I was kind of in two minds about whether to blog about progression in HE for support staff. As administrative staff, I feel we have seen a real decline in the opportunities for progression and development. I have said in an earlier blog that the opportunities are there; you just have to go out and get them….and I do stand by that statement.
However, with a double-dip recession, the change in HE funding and the changing face of public HE, we have seen a real decline in progression opportunities. Most support roles within my own institution are ring-fenced to existing staff. It is rare for the higher graded opportunities to come up. Often they are initially limited to displaced staff – those on fixed term contracts who are at risk. It was a situation with a secondment opportunity that resulted in my Masters dissertation topic (a riveting read on European Directive 1999/70/EC and the Fixed Term Employees (Prevention of Less Favourable Treatment) Regulations 2002….yes, really).
The other thing I have noticed is the opportunities for Faculty and School staff compared to staff within Central operation departments. Faculty and School staff often get left behind – stuck even. I wonder if other institutions have similar issues to my own. I do not believe that we are unique in this. There is little room to move up the career ladder within Faculties and Schools for support staff. The opportunities simply are not there. Institutions are not recruiting externally, and internally (within Faculties and Schools at least), the only opportunities are within the same grading band; just a different school. Staff do not move sideways as a rule – why would they?

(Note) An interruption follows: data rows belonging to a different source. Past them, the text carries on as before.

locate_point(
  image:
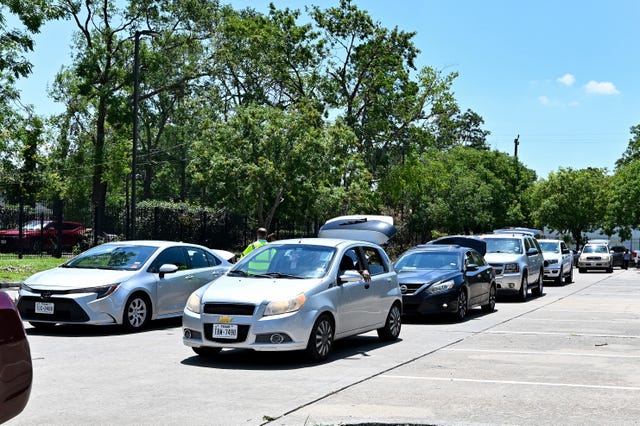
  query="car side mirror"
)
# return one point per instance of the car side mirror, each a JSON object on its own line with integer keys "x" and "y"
{"x": 167, "y": 268}
{"x": 349, "y": 276}
{"x": 472, "y": 267}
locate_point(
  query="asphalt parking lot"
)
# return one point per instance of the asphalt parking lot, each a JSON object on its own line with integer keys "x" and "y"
{"x": 571, "y": 356}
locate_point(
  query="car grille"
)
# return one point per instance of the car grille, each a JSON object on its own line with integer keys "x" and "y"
{"x": 229, "y": 308}
{"x": 243, "y": 331}
{"x": 410, "y": 288}
{"x": 66, "y": 310}
{"x": 497, "y": 267}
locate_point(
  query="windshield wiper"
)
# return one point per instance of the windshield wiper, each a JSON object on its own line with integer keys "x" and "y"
{"x": 276, "y": 275}
{"x": 237, "y": 273}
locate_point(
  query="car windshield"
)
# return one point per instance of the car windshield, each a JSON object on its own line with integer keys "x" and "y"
{"x": 594, "y": 249}
{"x": 549, "y": 247}
{"x": 428, "y": 260}
{"x": 504, "y": 245}
{"x": 34, "y": 225}
{"x": 296, "y": 261}
{"x": 114, "y": 257}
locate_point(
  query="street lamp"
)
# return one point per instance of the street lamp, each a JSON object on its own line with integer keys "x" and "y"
{"x": 134, "y": 148}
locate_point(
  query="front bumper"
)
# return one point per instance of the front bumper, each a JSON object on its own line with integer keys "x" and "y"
{"x": 255, "y": 332}
{"x": 509, "y": 283}
{"x": 79, "y": 308}
{"x": 423, "y": 303}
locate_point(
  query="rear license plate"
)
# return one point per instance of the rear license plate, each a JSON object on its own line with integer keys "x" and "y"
{"x": 225, "y": 331}
{"x": 44, "y": 308}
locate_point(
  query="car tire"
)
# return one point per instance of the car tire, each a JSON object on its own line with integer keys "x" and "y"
{"x": 42, "y": 326}
{"x": 524, "y": 289}
{"x": 206, "y": 352}
{"x": 539, "y": 289}
{"x": 392, "y": 325}
{"x": 569, "y": 279}
{"x": 490, "y": 306}
{"x": 321, "y": 339}
{"x": 558, "y": 279}
{"x": 137, "y": 312}
{"x": 462, "y": 305}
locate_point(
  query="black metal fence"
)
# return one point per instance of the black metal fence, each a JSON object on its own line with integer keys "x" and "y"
{"x": 44, "y": 230}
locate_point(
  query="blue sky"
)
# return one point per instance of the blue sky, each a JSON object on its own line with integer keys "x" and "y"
{"x": 561, "y": 74}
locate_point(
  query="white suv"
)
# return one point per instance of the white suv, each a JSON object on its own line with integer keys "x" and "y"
{"x": 595, "y": 255}
{"x": 517, "y": 260}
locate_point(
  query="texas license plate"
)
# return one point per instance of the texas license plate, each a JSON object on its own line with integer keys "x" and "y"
{"x": 44, "y": 308}
{"x": 225, "y": 331}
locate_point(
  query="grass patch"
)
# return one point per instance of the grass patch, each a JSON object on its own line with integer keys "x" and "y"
{"x": 14, "y": 270}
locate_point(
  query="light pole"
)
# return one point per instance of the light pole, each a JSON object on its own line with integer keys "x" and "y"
{"x": 134, "y": 148}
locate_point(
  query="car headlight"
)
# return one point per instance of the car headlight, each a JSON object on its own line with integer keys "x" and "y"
{"x": 511, "y": 267}
{"x": 193, "y": 303}
{"x": 440, "y": 287}
{"x": 278, "y": 307}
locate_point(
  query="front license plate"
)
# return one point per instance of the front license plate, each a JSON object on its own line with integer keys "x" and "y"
{"x": 44, "y": 308}
{"x": 225, "y": 331}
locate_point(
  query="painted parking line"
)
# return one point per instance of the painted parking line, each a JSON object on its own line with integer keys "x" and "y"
{"x": 511, "y": 382}
{"x": 551, "y": 333}
{"x": 570, "y": 354}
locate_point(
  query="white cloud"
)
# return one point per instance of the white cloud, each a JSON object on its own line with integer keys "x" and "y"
{"x": 601, "y": 88}
{"x": 567, "y": 79}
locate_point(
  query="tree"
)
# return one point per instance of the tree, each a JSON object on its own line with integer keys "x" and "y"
{"x": 571, "y": 201}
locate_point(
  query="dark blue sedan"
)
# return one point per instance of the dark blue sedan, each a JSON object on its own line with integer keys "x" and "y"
{"x": 448, "y": 275}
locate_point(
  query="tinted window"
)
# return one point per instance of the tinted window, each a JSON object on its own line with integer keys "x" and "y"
{"x": 374, "y": 259}
{"x": 172, "y": 255}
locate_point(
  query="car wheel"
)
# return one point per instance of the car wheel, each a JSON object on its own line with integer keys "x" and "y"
{"x": 569, "y": 279}
{"x": 43, "y": 326}
{"x": 321, "y": 339}
{"x": 558, "y": 279}
{"x": 524, "y": 289}
{"x": 491, "y": 304}
{"x": 137, "y": 312}
{"x": 392, "y": 326}
{"x": 206, "y": 351}
{"x": 538, "y": 291}
{"x": 463, "y": 305}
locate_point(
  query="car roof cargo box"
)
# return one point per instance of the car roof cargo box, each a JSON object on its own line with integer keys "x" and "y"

I applied for a temporary (maternity cover) role within a central department recently. To my surprise, I have been shortlisted for interview (surprise because when I have applied for higher graded roles in central departments, I have not been shortlisted, despite a wealth of experience, qualifications and many transferrable skills). This role is two grades higher than my existing role. I may be in a low-graded role, but I am not at that level of skill or experience. I know that in order to progress, I am going to have to move out of Faculty/School.
I believe that roles within central departments lead to greater opportunities for progression. The restrictions at Faculty/School level are too tight for support staff to progress. I believe that a balance needs to be struck. This is something that needs to be addressed within institutions who have these issues. There are excellent staff who are working below their skill and experience level; who could be utilised far, far better. And this in turn would lead to happier staff. Staff who feel valued are far more productive – is it time for HEI’s to address the disparity in the grading and opportunities for their support staff? I believe so. Without the support staff, an institution crumbles, and that is something that we cannot afford to do in the economic and educational climate.